Summary: Appealing to a counterpart’s sense of power to get him to make a decision.
Asking a question like, “Do you have the power to make this deal happen?” can be an effective tactic. Some people feel compelled to say “yes” for the sole reason that it strokes their ego. People with big egos believe they are always right, and like to feel in charge.
A man goes out to buy a car for his family. He is a bottom-line, results-oriented type of guy who is good at negotiating a great deal. Once he makes the decision to buy a car, he wants to do the research, take a test drive, negotiate a deal, and purchase the car all in one afternoon. The salesperson, sensing the buyer’s need for power, asks, “Do you have the power to make this type of decision without your wife?” The husband replies, “I am the sole decision maker when it comes to purchasing the family car.”

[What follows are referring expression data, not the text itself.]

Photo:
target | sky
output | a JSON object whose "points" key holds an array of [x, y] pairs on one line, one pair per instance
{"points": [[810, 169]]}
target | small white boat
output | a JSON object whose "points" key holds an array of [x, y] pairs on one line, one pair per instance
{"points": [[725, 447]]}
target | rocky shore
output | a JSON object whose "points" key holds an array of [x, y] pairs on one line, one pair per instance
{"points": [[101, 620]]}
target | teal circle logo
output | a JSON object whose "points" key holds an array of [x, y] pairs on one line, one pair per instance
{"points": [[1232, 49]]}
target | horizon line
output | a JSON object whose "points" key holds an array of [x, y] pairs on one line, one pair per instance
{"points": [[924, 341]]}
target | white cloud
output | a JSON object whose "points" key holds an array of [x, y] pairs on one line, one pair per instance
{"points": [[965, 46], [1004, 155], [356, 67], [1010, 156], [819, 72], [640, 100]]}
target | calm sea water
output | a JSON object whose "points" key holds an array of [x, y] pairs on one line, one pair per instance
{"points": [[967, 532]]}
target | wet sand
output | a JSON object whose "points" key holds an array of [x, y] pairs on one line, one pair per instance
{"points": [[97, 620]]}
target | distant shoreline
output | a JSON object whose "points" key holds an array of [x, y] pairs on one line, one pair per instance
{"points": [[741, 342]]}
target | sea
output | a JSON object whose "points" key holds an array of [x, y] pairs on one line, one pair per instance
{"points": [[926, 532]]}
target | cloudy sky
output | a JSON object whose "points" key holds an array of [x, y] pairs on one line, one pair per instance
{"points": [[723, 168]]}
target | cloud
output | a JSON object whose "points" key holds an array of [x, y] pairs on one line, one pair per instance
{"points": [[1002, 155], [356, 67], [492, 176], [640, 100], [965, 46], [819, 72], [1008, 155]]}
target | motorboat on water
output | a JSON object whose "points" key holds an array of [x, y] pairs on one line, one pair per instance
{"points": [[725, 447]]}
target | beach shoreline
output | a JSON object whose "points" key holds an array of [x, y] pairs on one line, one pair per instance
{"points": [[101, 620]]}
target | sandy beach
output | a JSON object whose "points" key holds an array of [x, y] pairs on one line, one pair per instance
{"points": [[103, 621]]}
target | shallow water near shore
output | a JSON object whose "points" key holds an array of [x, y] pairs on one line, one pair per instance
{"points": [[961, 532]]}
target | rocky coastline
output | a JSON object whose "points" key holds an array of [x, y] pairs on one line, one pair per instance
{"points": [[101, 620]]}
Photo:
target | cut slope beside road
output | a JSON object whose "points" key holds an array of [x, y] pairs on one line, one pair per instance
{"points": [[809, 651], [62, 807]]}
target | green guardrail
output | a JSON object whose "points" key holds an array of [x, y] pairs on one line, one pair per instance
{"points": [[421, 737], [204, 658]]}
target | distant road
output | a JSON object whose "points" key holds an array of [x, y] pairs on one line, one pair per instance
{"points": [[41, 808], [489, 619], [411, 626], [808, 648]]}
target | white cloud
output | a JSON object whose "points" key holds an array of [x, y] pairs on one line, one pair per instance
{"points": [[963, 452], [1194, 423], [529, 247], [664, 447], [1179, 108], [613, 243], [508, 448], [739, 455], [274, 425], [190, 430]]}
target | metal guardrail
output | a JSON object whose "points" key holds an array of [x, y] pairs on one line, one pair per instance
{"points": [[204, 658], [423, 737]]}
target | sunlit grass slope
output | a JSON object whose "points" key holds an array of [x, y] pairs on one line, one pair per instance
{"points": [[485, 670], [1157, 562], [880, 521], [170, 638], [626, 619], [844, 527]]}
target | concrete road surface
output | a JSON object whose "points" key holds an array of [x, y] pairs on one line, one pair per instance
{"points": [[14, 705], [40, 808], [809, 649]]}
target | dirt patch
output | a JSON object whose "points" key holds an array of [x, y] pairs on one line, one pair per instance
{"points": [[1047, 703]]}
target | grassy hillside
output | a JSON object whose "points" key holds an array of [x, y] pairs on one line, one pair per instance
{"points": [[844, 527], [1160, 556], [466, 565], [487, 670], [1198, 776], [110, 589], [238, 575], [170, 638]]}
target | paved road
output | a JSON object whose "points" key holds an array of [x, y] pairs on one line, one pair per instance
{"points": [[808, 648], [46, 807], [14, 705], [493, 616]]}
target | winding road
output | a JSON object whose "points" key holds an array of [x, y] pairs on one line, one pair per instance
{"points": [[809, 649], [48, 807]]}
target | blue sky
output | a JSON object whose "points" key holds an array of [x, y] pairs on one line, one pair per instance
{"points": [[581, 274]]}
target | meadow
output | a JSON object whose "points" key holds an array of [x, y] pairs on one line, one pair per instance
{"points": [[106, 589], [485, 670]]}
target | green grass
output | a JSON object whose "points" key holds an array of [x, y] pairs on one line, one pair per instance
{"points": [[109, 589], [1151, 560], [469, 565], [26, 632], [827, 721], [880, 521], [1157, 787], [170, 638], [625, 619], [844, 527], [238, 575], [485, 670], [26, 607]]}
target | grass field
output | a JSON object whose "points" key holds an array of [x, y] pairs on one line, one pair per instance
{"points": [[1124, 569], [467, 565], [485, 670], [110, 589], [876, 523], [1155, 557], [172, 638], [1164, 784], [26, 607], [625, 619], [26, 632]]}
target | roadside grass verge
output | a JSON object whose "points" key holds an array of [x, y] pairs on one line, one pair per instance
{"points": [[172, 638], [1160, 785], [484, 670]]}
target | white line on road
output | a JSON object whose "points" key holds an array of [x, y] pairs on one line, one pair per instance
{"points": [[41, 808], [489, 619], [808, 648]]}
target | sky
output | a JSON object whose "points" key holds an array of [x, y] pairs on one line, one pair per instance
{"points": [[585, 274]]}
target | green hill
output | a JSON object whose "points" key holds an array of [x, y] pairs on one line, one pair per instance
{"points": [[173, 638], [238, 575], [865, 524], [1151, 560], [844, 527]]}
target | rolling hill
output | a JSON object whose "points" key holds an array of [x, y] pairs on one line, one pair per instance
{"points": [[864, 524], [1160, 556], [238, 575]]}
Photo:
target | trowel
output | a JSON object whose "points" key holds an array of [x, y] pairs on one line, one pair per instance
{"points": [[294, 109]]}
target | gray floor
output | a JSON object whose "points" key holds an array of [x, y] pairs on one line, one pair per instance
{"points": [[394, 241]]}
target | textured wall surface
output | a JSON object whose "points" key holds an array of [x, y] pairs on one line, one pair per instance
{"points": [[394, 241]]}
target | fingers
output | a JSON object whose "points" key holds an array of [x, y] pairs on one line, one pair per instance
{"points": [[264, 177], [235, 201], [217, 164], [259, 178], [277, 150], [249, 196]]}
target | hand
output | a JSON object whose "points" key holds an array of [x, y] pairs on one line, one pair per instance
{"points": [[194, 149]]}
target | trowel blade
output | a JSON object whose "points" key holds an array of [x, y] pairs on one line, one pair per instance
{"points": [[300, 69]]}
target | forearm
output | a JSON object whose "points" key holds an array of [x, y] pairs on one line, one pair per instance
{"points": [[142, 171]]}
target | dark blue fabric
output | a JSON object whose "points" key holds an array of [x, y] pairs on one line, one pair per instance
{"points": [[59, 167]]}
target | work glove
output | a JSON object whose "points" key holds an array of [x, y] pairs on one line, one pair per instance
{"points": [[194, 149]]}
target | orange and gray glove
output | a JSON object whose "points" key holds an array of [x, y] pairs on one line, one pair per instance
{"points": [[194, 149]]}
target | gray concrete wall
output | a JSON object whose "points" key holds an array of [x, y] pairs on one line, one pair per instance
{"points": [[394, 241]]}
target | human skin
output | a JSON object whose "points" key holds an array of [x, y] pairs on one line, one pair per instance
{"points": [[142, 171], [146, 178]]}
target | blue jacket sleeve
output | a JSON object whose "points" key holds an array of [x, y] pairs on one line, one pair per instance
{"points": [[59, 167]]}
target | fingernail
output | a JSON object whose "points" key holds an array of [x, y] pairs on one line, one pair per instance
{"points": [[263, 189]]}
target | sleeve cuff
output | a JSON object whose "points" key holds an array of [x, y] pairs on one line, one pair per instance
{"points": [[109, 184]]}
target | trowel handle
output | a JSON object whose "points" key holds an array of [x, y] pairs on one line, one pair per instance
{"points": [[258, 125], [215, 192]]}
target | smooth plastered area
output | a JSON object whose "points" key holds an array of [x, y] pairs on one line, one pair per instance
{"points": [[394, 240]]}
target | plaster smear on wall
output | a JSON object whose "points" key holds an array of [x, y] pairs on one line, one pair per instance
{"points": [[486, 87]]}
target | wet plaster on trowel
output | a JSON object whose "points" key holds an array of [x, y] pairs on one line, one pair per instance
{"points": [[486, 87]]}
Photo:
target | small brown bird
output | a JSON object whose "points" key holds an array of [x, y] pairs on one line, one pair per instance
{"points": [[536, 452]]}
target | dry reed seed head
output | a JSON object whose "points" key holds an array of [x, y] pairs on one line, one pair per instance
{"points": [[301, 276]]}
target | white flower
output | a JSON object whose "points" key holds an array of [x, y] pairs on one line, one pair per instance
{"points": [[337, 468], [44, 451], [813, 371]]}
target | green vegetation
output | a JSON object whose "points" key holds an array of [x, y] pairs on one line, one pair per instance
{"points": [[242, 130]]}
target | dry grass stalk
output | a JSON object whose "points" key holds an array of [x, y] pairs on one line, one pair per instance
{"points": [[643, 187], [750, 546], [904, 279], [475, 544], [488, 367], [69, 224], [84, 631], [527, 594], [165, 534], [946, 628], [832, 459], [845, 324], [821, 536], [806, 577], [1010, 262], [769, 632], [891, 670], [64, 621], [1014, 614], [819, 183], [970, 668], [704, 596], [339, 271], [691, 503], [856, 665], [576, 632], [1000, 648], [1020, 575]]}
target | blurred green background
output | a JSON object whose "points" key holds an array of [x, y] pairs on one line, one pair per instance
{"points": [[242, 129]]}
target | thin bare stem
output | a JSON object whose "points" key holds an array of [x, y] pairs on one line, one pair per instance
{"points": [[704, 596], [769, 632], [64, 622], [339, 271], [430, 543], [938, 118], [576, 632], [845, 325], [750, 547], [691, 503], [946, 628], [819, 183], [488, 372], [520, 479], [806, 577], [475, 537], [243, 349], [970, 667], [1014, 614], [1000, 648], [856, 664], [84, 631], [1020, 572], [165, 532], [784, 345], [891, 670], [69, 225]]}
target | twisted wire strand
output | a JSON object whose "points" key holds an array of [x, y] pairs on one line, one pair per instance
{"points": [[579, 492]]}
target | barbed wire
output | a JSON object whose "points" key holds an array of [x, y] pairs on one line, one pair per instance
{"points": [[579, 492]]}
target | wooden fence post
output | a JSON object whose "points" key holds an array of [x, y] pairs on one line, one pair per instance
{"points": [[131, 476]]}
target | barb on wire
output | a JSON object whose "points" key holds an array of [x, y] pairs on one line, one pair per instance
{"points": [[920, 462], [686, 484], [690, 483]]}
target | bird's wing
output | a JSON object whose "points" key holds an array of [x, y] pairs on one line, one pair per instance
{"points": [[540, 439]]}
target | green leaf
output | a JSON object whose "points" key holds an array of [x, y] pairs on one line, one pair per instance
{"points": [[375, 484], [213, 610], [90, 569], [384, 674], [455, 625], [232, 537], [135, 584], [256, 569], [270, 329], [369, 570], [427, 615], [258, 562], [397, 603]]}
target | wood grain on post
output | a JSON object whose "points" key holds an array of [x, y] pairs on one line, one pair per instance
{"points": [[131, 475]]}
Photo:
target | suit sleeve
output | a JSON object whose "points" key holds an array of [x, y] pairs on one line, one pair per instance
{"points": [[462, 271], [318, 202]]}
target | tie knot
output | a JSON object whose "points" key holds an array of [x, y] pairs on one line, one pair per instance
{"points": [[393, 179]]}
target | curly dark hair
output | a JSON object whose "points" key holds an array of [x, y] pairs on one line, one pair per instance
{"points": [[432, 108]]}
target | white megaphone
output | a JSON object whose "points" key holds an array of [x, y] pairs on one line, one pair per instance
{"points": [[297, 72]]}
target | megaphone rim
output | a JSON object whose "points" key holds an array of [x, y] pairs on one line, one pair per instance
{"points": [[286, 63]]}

Obviously, the tactic of Higher Authority would work best here—and it is probably in this man’s best interest to employ it. He could say, “Although my wife and I usually agree on this type of purchase, I will have to review the purchase agreement with her to gain her approval.”
It is usually wise to get someone else to review any deal you are structuring. Asking someone else to review your proposed outcome is not a sign of weakness, but a sign of strength.
Have you used or encountered this tactic in your negotiations? If so, how’d it go?